Historical Analysis and Interpretation: Identifying Causes
Read excerpts from the Narrative of the first voyage of Jean de Ribault, along with footnotes that explain Gaspard de Coligny’s motives for the establishment of a French Huguenot colony in Florida in 1562. Compare the French source with the account of the Spanish destruction of the French colony of Fort Caroline in Florida from the "Narrative of Don Solis de las Meras," brother-in-law of the Adelantado of Florida, in the Memoir of Francisco Lopez de Mendoza Grajales.
Thus ended the efforts of the French to establish a colony on the southern coast of North America. The lily of France was trampled in the dust, and the flag of Spain waved over St. Augustine, San Mateo, and San Lucia. The destruction of the Huguenots excited the utmost gratification at the Court of Spain, and the conduct of Menendez was approved and commended by the bigoted Philip II., and drew forth a letter of gratulation from Pope Pius V.

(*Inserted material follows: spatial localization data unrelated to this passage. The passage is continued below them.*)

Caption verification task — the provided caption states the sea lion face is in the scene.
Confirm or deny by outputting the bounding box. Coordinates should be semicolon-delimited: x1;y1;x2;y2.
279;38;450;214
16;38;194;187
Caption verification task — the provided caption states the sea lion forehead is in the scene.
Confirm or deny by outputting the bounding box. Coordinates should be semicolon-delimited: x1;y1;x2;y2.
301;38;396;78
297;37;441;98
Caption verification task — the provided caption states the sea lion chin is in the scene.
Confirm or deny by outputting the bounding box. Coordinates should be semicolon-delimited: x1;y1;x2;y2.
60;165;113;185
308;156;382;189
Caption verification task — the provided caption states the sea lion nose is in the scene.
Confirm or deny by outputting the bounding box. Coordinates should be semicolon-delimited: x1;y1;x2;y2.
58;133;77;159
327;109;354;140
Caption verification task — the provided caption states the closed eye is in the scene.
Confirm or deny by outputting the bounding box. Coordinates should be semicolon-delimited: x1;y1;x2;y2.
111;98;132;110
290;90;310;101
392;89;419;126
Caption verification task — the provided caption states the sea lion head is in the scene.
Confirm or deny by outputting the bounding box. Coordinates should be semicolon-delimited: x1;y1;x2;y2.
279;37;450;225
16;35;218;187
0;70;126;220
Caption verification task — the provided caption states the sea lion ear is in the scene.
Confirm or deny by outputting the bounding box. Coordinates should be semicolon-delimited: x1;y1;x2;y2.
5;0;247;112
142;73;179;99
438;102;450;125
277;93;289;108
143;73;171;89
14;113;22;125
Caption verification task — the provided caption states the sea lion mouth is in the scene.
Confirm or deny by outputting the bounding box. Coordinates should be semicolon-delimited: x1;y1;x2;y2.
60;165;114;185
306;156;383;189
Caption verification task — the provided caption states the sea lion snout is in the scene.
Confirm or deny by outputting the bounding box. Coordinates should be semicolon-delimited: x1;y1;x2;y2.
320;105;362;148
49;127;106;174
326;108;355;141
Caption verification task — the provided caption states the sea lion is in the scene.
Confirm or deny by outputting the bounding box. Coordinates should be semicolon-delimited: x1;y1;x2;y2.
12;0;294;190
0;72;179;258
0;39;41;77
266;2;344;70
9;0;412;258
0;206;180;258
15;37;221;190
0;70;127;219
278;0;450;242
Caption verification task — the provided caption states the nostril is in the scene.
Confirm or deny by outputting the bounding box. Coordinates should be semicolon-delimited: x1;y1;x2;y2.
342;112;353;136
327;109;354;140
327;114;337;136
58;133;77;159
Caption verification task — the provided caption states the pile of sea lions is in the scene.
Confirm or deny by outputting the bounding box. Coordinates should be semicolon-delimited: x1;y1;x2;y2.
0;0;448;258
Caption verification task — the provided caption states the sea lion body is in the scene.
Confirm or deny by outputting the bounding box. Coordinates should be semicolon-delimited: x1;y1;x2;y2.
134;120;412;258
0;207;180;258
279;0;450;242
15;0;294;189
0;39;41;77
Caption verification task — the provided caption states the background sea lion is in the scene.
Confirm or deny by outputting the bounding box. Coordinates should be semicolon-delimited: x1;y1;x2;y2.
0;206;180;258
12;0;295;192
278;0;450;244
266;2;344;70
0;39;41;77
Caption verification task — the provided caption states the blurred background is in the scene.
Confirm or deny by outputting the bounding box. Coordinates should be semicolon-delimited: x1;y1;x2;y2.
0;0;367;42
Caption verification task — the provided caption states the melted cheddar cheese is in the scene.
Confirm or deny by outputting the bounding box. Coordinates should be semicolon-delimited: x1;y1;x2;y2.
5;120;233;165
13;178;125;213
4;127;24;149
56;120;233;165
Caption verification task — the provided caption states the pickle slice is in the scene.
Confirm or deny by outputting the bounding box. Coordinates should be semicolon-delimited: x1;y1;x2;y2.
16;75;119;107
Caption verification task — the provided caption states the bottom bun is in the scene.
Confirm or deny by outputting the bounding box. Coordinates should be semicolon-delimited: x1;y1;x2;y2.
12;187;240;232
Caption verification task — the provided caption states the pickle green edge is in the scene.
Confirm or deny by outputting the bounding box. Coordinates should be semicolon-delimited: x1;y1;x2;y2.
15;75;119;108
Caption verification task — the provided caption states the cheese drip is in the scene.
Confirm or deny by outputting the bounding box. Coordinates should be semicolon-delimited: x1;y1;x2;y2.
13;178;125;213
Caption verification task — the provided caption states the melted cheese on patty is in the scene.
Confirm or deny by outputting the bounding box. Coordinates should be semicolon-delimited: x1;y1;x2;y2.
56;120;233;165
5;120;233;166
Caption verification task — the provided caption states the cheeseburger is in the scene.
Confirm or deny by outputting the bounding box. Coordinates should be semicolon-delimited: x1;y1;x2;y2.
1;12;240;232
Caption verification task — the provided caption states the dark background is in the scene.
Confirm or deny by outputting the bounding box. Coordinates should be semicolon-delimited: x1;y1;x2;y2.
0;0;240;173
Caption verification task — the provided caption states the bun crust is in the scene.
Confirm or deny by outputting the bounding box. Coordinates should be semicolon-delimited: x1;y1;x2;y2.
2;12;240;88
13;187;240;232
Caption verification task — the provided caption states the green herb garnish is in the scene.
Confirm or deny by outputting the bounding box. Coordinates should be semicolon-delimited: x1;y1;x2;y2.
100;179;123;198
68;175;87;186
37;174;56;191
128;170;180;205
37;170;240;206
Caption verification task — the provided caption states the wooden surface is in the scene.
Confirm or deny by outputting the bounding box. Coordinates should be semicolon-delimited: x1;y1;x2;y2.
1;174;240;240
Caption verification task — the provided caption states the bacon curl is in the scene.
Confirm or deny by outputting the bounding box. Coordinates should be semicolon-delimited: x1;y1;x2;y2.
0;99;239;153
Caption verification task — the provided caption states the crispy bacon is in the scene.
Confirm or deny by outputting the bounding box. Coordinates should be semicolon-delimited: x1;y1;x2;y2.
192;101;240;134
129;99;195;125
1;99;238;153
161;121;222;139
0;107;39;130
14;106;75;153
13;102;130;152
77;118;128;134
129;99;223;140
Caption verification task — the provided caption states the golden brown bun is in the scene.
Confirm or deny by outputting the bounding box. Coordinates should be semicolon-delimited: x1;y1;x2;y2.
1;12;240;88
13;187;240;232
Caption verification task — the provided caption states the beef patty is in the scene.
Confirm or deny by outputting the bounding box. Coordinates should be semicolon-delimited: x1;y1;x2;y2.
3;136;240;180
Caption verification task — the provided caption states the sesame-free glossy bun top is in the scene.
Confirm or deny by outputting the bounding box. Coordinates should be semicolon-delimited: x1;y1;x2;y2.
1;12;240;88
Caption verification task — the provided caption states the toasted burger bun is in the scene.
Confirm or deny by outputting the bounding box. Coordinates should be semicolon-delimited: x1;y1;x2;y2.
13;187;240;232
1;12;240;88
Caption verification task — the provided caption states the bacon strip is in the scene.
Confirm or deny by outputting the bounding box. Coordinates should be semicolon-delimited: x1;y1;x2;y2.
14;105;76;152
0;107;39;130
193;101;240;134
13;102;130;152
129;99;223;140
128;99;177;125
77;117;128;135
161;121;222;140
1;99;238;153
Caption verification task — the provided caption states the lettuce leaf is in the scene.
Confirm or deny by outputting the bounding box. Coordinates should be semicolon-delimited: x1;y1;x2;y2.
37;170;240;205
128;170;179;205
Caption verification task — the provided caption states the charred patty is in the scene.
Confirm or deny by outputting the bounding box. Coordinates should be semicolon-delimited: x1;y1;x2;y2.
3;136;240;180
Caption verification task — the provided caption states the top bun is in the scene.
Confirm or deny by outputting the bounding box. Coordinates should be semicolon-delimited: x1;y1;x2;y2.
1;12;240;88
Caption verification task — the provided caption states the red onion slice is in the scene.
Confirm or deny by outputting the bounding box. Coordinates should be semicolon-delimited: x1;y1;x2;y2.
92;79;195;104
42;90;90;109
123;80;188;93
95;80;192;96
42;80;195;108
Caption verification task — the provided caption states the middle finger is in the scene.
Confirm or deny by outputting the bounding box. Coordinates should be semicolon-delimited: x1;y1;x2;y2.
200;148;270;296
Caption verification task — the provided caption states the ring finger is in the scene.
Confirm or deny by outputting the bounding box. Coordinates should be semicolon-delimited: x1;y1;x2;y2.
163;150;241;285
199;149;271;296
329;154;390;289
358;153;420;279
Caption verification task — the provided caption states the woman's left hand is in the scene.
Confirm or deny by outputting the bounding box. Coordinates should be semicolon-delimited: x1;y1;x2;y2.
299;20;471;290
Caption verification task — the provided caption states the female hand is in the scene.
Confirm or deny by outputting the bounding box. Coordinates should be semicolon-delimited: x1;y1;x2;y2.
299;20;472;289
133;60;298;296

The collection also includes accounts of these events in French: "La Reprinse de la Floride" attributed to Dominique de Gourgues, the French captain who avenged the slaughter of the Huguenot colony of Fort Caroline in 1567, and "Histoire Mémorable du Dernier Voyage aux Indes, Lieu Appelé la Floride, (Nouvelle France,) Fait par le Capitaine Jean Ribault by Nicolas Le Challeux."
- Why did the French establish a colony in Spanish-claimed Florida?
- How were the religious conflicts in Europe manifested in North America?
- How do the French and Spanish accounts of the Huguenot colony differ?